Oct. 10, 2023
Contact: Courtney Perrett, 573-825-0769, cperrett@missouri.edu
After inflation surged to the highest average rates since the 1980s during mid-2022, now remains as good a time as any to reassess financial priorities. Rui Yao, a Certified Financial Planner CFP® and professor of personal financial planning in the College of Agriculture, Food and Natural Resources at the University of Missouri, shares tips on budgeting, investing and emergency funds to help people manage their finances in ways that best serve them.
What exactly is personal financial planning?
Personal financial planning started when the field of consumer economics realized the need to help households not only in terms of food and clothing but also with managing their finances. How we manage our household finances has evolved over time. Today, the main focus is planning for risks — insurance, managing investments and tax planning — followed by employee benefits, retirement planning, and gift and estate planning. All these areas touch on aspects of personal financial planning. On top of that, there are some fundamental needs that those six areas won’t cover, including how to manage an emergency fund, working to pay off debt and the intricacies of what people should do on a day-to-day basis to ensure the health of their finances.

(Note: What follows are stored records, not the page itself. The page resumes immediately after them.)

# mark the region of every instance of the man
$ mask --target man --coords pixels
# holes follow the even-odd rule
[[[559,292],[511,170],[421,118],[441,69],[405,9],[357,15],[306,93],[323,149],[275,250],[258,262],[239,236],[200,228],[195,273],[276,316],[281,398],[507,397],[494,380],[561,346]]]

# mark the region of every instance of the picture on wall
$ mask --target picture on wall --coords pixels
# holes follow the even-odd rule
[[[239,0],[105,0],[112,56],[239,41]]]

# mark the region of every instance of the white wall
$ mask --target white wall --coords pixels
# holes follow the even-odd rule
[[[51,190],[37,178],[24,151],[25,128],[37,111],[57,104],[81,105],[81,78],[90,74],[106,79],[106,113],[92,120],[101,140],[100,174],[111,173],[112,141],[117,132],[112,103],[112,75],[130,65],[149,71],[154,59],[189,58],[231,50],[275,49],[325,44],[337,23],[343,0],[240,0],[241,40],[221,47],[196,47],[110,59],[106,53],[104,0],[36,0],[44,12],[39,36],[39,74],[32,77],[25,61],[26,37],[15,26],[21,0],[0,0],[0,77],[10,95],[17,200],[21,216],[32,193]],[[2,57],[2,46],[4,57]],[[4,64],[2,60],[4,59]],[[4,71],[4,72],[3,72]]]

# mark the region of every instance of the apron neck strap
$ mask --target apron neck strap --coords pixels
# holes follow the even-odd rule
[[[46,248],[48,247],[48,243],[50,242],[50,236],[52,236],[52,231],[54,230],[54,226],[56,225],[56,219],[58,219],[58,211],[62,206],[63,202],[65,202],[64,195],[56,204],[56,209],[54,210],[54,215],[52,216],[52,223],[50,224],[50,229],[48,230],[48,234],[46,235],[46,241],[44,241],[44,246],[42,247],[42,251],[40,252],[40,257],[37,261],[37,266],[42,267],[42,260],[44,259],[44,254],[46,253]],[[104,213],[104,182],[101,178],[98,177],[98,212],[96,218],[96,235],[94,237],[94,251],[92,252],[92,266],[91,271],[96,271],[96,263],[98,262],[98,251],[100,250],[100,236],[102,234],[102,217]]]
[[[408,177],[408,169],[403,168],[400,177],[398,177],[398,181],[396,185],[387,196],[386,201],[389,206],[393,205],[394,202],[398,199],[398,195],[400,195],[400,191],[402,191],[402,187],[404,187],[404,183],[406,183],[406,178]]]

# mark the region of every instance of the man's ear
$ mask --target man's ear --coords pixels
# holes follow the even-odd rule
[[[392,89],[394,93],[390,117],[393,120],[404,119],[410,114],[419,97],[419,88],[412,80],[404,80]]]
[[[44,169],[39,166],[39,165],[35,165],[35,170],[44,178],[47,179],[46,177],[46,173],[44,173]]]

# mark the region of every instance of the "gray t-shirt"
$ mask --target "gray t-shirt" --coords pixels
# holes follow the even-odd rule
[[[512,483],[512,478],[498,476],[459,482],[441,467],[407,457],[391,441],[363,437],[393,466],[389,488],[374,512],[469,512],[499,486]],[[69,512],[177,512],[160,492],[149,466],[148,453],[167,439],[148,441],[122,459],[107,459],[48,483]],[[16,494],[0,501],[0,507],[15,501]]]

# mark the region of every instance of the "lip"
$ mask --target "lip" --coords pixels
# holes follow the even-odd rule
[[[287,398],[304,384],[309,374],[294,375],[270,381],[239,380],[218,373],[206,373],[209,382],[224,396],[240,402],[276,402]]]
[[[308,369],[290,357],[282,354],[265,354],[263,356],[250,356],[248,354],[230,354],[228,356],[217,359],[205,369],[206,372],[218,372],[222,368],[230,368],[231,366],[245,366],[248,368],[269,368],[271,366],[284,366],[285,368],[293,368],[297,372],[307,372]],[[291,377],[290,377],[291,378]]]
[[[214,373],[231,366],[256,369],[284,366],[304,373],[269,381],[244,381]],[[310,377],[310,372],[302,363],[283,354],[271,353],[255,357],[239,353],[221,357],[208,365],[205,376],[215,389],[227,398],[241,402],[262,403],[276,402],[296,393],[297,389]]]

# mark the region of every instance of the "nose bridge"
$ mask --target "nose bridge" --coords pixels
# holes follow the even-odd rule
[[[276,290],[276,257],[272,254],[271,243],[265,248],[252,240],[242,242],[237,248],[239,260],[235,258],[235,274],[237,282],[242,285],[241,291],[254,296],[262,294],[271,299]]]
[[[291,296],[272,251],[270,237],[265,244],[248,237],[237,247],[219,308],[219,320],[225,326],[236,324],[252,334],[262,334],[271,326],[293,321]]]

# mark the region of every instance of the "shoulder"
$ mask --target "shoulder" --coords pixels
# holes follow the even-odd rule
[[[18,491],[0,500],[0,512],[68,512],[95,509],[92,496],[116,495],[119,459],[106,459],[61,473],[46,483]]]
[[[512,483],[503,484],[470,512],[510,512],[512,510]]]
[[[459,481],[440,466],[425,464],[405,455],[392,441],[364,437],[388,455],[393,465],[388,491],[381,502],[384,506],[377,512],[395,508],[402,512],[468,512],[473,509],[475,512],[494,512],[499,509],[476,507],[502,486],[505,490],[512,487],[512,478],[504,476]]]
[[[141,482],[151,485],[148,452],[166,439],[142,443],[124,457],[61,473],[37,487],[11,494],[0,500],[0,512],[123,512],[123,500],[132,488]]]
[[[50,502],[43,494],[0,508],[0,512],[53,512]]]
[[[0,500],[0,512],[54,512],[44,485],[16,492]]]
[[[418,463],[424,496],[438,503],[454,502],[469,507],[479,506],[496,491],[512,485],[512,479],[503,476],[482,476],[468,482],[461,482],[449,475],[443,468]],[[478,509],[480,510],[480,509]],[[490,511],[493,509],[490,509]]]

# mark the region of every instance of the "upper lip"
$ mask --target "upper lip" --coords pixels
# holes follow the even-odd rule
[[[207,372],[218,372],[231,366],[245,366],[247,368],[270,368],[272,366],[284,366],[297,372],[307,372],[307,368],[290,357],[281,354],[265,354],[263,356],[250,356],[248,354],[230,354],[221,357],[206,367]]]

If I’m new to financial planning, where should I start?
The most important thing is to prepare an emergency fund because, at any age, emergencies can happen. Having funds set aside to for unanticipated emergencies, like a flat tire, is helpful. The second thing that’s important to plan for and understand is debt management.
What is an emergency fund and why should I have one?
People want their consumption levels to be smooth. But life events happen, and we all face risks. One important risk is health risks. For example, doctor’s visits, prescription and OTC drugs, and medical tests. There will likely be unanticipated expenses such as medical bills, so interruptions to income or surges in consumption would require people to have a financial cushion in a low-risk accounts such as checking, savings, and money market accounts.
Some experts will tell you to have an emergency fund large enough to cover three to six months of expenses, but I don't like rules of thumb because every individual and household is different. Your emergency fund amount depends on your risk tolerance, your job security, and your access to other support resources if you needed it. Three to six months of expenses is a good place to start but look into your need for emergency funds. You don’t want to under-save for emergency funds, but a large overshoot will result in opportunity costs (i.e., you could have made more money by investing your money in higher-risk products).
The infamous budget. How do I make one and stick to it?
An easy way to start a budget is to spend about two or three months writing down your expenses. Spend as you normally would but keep track of where your money is going and categorize it. Decide what expenses are non-discretionary, such as food, shelter, communication, gas — things that regardless of your employment status, you’d still have to pay in order to live. Then categorize your discretionary items, such as entertainment, travel and luxury purchasing. Now you can take how much you’re making minus how much you’re spending, that is how much you can save. Then, you can decide if this level of savings is adequate to reach your goals and make necessary adjustments to your normal expenses to finalize the budget. Budgeting is about prioritizing your money in areas where you want to spend it and when you want to spend it. What you save today will support what you spend in the future. Although planning for the future is a good thing, it shouldn’t stop you from spending money on entertainment or celebrations if these items fit in your budget. You are unlikely to stick to a very strict budget that you cannot possibly follow.
What guidance is best for first-time investors?
First of all, take a risk-tolerance questionnaire online. Some people are highly risk tolerant and feel comfortable investing in stocks and exchange-traded funds (ETFs) without much thought. But some people are more risk averse and won’t be able to sleep at night when the stock market fluctuates. If that’s the case, maybe investing in high-risk funds in the stock market is not really suitable. Additionally, investors also should become financially literate. When you are not familiar with the risk, you want to avoid it because you don't really understand what's going on. That’s where financial literacy comes in. When you study the history and nature of the stock market, it’s easier to accept the risk that comes with investing in stocks. Risk and return go hand-in-hand. If you don't take risks, there is no return.
Remember, investing is about the long game. Money has time value, so starting early is important. You want to buy shares when the stock market is low and sell them when it is high, not vice versa. One thing to mitigate the ups and downs and anxiety that can come with stock market fluctuates is to be disciplined and start a payroll deduction. Every pay period, money will be automatically deducted from your paycheck and deposited directly into your investment accounts. Resist the temptation to look at your investment accounts on a daily basis because when people are stressed about the market, they are likely to make investing mistakes.